= Co-NP =

Complexity class

In computational complexity theory, co-NP is a complexity class. A decision problem X is a member of co-NP if and only if its complement X̅ is in the complexity class NP. The class can be defined as follows: a decision problem is in co-NP if and only if for every no-instance we have a polynomial-length "certificate" and there is a polynomial-time algorithm that can be used to verify any purported certificate.

That is, co-NP is the set of decision problems where there exists a polynomial $p(n)$ and a polynomial-time bounded Turing machine M such that for every instance x, x is a no-instance if and only if: for some possible certificate c of length bounded by $p(n)$, the Turing machine M accepts the pair (x, c).

==Complementary problems==

While an NP problem asks whether a given instance is a yes-instance, its complement asks whether an instance is a no-instance, which means the complement is in co-NP. Any yes-instance for the original NP problem becomes a no-instance for its complement, and vice versa.

===Unsatisfiability===

An example of an NP-complete problem is the Boolean satisfiability problem: given a Boolean formula, is it satisfiable (is there a possible input for which the formula outputs true)? The complementary problem asks: "given a Boolean formula, is it unsatisfiable (do all possible inputs to the formula output false)?". Since this is the complement of the satisfiability problem, a certificate for a no-instance is the same as for a yes-instance from the original NP problem: a set of Boolean variable assignments which make the formula true. On the other hand, a certificate of a yes-instance for the complementary problem (whatever form it might take) would be equally as complex as for the no-instance of the original NP satisfiability problem.

==co-NP-completeness==

A problem L is co-NP-complete if and only if L is in co-NP and for any problem in co-NP, there exists a polynomial-time reduction from that problem to L.

=== Tautology reduction ===
Determining if a formula in propositional logic is a tautology is co-NP-complete: that is, if the formula evaluates to true under every possible assignment to its variables.

==Relationship to other classes==

Unsolved problem in computer science: $\textsf{NP}\ \overset{?}{=}\ \textsf{co-NP}$

Inclusions of complexity classes including P, NP, co-NP, BPP, P/poly, PH, and PSPACE

P, the class of polynomial time solvable problems, is a subset of both NP and co-NP. P is thought to be a strict subset in both cases. Because P is closed under complementation, and NP and co-NP are complementary, it cannot be strict in one case and not strict in the other: if P equals NP, it must also equal co-NP, and vice versa.
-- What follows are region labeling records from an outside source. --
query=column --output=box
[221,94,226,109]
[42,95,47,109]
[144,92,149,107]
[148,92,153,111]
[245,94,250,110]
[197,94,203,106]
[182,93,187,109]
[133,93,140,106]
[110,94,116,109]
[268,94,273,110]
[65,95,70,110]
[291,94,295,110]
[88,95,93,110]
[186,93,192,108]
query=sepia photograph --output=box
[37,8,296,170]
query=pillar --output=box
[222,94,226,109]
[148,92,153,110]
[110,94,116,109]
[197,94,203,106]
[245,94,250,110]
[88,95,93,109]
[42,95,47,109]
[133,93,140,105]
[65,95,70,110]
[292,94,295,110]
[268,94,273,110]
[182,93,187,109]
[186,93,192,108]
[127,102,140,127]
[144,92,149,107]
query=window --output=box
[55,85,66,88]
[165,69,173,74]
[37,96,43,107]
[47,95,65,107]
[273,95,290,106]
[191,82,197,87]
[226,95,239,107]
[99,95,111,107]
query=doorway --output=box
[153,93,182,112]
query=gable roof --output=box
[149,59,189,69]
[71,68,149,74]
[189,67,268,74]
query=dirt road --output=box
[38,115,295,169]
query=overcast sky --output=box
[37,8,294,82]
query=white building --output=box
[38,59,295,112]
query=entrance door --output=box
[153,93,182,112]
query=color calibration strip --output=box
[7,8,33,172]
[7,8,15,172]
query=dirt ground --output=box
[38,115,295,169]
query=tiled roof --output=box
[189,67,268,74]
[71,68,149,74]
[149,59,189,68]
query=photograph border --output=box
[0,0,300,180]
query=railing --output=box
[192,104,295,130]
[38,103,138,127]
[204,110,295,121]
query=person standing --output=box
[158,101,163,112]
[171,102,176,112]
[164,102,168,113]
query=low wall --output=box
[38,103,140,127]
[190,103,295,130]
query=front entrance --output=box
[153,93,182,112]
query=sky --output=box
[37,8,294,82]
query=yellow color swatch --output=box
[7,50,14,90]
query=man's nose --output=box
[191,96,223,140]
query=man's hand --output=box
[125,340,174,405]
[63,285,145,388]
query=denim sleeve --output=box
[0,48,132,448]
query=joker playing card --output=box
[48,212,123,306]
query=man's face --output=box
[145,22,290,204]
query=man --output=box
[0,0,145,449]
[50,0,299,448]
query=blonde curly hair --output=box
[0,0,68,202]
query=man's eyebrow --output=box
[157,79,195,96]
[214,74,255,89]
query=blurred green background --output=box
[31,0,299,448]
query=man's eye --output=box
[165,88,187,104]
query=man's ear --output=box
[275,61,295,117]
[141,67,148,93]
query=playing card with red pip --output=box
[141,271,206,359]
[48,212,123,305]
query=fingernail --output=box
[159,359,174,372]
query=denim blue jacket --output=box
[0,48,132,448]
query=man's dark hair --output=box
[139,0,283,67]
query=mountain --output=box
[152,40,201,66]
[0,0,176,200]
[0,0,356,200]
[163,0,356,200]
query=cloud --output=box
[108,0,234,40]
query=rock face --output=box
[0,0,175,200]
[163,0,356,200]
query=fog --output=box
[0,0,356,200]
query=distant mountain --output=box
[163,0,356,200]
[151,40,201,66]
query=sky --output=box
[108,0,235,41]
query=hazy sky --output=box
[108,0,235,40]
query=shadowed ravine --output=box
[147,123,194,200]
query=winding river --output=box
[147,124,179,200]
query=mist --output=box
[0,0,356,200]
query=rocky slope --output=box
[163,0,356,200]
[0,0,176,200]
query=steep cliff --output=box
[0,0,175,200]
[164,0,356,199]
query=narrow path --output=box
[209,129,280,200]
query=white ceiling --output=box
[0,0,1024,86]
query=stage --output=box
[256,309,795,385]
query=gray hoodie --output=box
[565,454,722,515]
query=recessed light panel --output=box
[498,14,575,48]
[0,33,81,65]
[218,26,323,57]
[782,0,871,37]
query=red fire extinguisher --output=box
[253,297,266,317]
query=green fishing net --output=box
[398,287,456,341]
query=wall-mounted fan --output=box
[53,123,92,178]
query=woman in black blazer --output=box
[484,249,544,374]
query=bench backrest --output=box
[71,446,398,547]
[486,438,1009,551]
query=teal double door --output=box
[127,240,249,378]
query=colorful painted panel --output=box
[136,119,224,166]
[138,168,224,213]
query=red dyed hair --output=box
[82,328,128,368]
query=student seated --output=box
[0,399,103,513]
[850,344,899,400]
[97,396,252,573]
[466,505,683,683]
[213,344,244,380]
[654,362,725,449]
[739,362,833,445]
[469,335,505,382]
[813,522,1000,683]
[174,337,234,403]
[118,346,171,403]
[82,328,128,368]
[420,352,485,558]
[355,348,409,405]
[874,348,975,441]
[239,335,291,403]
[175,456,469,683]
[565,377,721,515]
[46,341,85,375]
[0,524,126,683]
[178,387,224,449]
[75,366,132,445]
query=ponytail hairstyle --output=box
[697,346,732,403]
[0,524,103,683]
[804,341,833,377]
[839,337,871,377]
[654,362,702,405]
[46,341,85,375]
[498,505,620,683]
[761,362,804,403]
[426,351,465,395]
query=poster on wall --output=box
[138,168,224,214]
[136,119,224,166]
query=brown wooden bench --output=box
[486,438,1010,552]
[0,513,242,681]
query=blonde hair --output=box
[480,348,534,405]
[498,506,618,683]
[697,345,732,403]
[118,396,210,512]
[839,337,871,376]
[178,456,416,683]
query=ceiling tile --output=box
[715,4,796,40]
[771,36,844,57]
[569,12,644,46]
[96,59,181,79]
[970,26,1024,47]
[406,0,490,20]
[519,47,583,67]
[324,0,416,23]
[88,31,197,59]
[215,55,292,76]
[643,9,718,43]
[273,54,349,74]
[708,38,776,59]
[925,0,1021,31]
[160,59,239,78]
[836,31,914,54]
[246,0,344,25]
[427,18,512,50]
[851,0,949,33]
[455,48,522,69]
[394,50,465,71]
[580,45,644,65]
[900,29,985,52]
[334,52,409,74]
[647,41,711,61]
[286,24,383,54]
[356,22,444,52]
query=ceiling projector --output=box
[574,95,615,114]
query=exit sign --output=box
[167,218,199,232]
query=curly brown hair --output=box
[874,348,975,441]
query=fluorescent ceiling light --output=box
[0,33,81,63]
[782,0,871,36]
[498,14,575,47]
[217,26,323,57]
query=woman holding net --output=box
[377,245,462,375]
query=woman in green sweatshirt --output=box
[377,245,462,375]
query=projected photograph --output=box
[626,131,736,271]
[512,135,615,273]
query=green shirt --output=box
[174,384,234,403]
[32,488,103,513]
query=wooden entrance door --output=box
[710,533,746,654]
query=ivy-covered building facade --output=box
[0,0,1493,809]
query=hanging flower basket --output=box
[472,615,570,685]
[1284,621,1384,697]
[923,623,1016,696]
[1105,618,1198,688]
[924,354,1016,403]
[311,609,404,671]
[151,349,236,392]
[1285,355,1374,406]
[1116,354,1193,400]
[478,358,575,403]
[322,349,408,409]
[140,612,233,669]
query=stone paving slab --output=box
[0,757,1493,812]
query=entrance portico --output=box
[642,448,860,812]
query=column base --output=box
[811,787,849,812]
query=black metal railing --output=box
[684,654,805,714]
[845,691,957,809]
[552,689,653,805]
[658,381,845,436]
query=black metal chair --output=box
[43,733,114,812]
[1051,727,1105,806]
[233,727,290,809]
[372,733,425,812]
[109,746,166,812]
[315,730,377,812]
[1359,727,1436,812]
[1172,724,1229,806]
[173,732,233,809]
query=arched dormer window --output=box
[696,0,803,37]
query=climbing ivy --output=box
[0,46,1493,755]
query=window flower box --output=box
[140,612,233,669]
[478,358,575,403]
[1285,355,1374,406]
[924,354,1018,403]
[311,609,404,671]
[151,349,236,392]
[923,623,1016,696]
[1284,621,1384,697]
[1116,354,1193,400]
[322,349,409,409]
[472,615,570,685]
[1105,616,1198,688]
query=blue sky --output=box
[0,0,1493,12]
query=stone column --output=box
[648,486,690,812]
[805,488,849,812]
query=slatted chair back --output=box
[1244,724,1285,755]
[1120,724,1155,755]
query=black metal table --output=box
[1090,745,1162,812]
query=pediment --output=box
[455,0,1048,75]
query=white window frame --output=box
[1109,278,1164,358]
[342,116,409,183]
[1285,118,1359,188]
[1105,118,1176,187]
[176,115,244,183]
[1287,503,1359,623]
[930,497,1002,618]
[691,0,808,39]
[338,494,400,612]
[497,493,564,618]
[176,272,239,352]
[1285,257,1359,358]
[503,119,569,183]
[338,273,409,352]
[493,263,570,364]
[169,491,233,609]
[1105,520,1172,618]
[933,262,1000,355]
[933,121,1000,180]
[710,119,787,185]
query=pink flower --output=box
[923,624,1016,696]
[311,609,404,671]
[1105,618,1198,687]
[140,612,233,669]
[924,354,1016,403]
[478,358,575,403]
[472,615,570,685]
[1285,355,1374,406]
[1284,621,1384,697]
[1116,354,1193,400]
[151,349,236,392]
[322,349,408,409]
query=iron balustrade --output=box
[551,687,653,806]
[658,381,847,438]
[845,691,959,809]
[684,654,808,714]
NP and co-NP are also thought to be unequal, and their equality would imply the collapse of the polynomial hierarchy PH to NP. If they are unequal, then no NP-complete problem can be in co-NP and no co-NP-complete problem can be in NP. This can be shown as follows. Suppose for the sake of contradiction there exists an NP-complete problem X that is in co-NP. Since all problems in NP can be reduced to X, it follows that for every problem in NP, we can construct a non-deterministic Turing machine that decides its complement in polynomial time; i.e., $\textsf{NP} \subseteq \textsf{co-NP}$. From this, it follows that the set of complements of the problems in NP is a subset of the set of complements of the problems in co-NP; i.e., $\textsf{co-NP} \subseteq \textsf{NP}$. Thus $\textsf{co-NP} = \textsf{NP}$. The proof that no co-NP-complete problem can be in NP if $\textsf{NP} \neq \textsf{co-NP}$ is symmetrical.

co-NP is a subset of PH, which itself is a subset of PSPACE.

===Integer factorization===

An example of a problem that is known to belong to both NP and co-NP (but not known to be in P) is Integer factorization: given positive integers m and n, determine if m has a factor less than n and greater than one. Membership in NP is clear; if m does have such a factor, then the factor itself is a certificate. Membership in co-NP is also straightforward: one can just list the prime factors of m, all greater or equal to n, which the verifier can confirm to be valid by multiplication and the AKS primality test. It is presently not known whether there is a polynomial-time algorithm for factorization, equivalently that integer factorization is in P, and hence this example is interesting as one of the most natural problems known to be in NP and co-NP but not known to be in P.